食卓が変わる日

2018年8月14日

»著者プロフィール
閉じる

鮎川京子 (あゆかわ・きょうこ)

ライター

 テレビから流れる「ファイトー、イッパーツ!」。今までに、何回このフレーズを聞いたことだろう。画面を見れば、手を握り合う2人の男。その腕の筋肉のなんと逞しかったことか。

 危機を乗り越えたあとに飲む「リポビタンD」は、男たちに再び活力を与えるに違いない。と、思わせるかどうかはともかく、あの手この手の危機を見せつけられるうちに、友情と達成感とリポビタンDはワンセットという図式に、いつの間にか慣れ親しんだ感がある。

二代目のイメージキャラクター・王貞治氏(大正製薬提供、以下同)

日本に元気があった時代の象徴か

 「リポビタンD」が発売されたのは1962年。すでに半世紀を超えるロングセラー商品である。大正製薬がリポビタンDの主成分であるタウリンの研究を始めたのは1940年頃だという。1949年には、タウリンを含んだ最初の商品としてアンプル剤「タウリンエキス」を発売している。

 1960年に錠剤とアンプル剤の「リポビタン」を発売すると、アンプル剤「リポビタン液」が人気商品になった。小さなガラス瓶の口をハート型の砥石のようなカッターで開け、細いストローを差し込んで薬臭い甘い液体を飲んだことを覚えている方々もいるはずだ。

 その後、満を持してリポビタンDが発売された。価格は1本150円。牛乳1本が18円の時代に、飛ぶように売れた。高度経済成長期の真っただ中。頑張って働くことはよいことだと誰もが思っていた時代だった。多少の無理をしても、給料に跳ね返ってくればやる気にもなるというもの。日本に「元気」があった時代を象徴するものの一つが、リポビタンDだったのかもしれない。もっとも、裏を返せば、当時の日本人は相当疲れていたともいえる。

時代に合わせたCM展開

初代「リポビタンD」

 発売と同時に、CMがスタートした。当初は、巨人軍のエンディ宮本氏が起用された。二代目が、あの王貞治氏。王氏は、10年間の出演期間中、毎年本塁打王の偉業を成し遂げている。さらに、1965年のスライディング篇は「昭和のCM100選」にも選ばれているという。

 「巨人・大鵬・卵焼き」といわれた高度経済成長期に、王氏のCMは燦然と輝いていたのだが、1977年からは2人体制となった。この栄えあるペア初代は、当時大ヒットしていたテレビドラマ「太陽にほえろ」で人気を博した勝野洋氏と宮内淳氏だった。大正製薬担当者によると、当時のリポビタンDのコミュニケーションコンセプトは「努力・友情・勝利」だったという。まさにそれを具現化したCMが、以後、代替わりしながら作り続けられた。

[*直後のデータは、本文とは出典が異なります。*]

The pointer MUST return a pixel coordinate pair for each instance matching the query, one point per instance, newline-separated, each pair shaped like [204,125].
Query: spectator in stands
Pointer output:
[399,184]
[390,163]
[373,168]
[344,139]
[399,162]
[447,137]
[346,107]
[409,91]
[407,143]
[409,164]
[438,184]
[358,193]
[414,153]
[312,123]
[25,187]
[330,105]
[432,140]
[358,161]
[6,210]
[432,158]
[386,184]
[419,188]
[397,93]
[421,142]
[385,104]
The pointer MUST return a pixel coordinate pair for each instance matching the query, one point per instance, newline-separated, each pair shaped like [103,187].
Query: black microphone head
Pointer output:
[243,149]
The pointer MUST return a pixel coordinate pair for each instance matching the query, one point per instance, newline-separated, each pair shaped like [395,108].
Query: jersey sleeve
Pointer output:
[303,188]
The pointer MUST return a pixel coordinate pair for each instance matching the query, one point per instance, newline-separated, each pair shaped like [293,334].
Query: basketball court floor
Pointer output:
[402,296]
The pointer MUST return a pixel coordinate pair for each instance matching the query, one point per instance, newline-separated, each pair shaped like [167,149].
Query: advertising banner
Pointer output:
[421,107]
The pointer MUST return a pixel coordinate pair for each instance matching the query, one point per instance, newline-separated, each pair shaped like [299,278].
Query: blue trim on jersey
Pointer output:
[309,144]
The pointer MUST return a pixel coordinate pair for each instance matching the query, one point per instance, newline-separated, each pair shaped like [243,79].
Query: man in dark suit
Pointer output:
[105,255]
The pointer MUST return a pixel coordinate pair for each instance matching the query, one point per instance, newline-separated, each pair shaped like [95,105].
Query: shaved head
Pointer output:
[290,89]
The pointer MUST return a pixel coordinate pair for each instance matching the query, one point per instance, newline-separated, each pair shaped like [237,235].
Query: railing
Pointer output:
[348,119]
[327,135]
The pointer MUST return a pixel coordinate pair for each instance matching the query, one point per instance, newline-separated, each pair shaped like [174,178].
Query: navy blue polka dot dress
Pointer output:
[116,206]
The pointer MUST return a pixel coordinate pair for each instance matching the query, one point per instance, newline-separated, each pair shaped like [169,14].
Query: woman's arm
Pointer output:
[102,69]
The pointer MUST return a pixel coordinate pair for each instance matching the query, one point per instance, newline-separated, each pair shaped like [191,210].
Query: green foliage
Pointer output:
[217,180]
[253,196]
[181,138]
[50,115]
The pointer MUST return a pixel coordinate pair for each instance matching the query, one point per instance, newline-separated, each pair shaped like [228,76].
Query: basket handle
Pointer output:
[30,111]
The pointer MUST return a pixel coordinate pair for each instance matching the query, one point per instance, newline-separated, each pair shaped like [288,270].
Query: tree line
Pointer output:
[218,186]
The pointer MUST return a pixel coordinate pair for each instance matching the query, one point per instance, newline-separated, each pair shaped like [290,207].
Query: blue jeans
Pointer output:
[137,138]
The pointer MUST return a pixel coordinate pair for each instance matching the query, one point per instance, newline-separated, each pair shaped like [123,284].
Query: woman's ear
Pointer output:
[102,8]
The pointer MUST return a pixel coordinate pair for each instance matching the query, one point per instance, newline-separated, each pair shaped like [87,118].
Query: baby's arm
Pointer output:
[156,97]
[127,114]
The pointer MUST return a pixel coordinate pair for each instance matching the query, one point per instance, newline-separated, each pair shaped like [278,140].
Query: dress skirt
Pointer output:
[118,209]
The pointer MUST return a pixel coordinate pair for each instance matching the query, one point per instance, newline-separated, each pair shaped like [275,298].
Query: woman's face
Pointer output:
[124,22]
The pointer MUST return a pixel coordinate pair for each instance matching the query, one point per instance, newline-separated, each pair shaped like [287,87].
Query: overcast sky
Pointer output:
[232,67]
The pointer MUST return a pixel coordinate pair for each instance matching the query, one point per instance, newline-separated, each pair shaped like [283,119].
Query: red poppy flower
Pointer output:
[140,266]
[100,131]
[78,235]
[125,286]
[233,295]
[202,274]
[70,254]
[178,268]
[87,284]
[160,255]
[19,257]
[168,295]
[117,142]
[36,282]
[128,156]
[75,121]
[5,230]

 ちなみに、「ファイト・一発!」のコピーは二人体制になってからで、王氏の時は「ファイトで行こう!」、宝田明氏の時は「ヨッ!お疲れさん」、高橋英樹氏の時は「ヤッタ!」。同じ「頑張る」でも、この頃のほうがイケイケ感が強いと感じるのは偏見だろうか。

 2016年からは趣がぐっと変わる。コンセプトが「Have a Dream」と、どこかワールドワイドな雰囲気が漂うものになり、出演者も三浦知良氏と大谷翔平氏にチェンジした。時代の流れを敏感につかんでいる。逞しいだけではなく、夢を追いかける人を応援するというわけだ。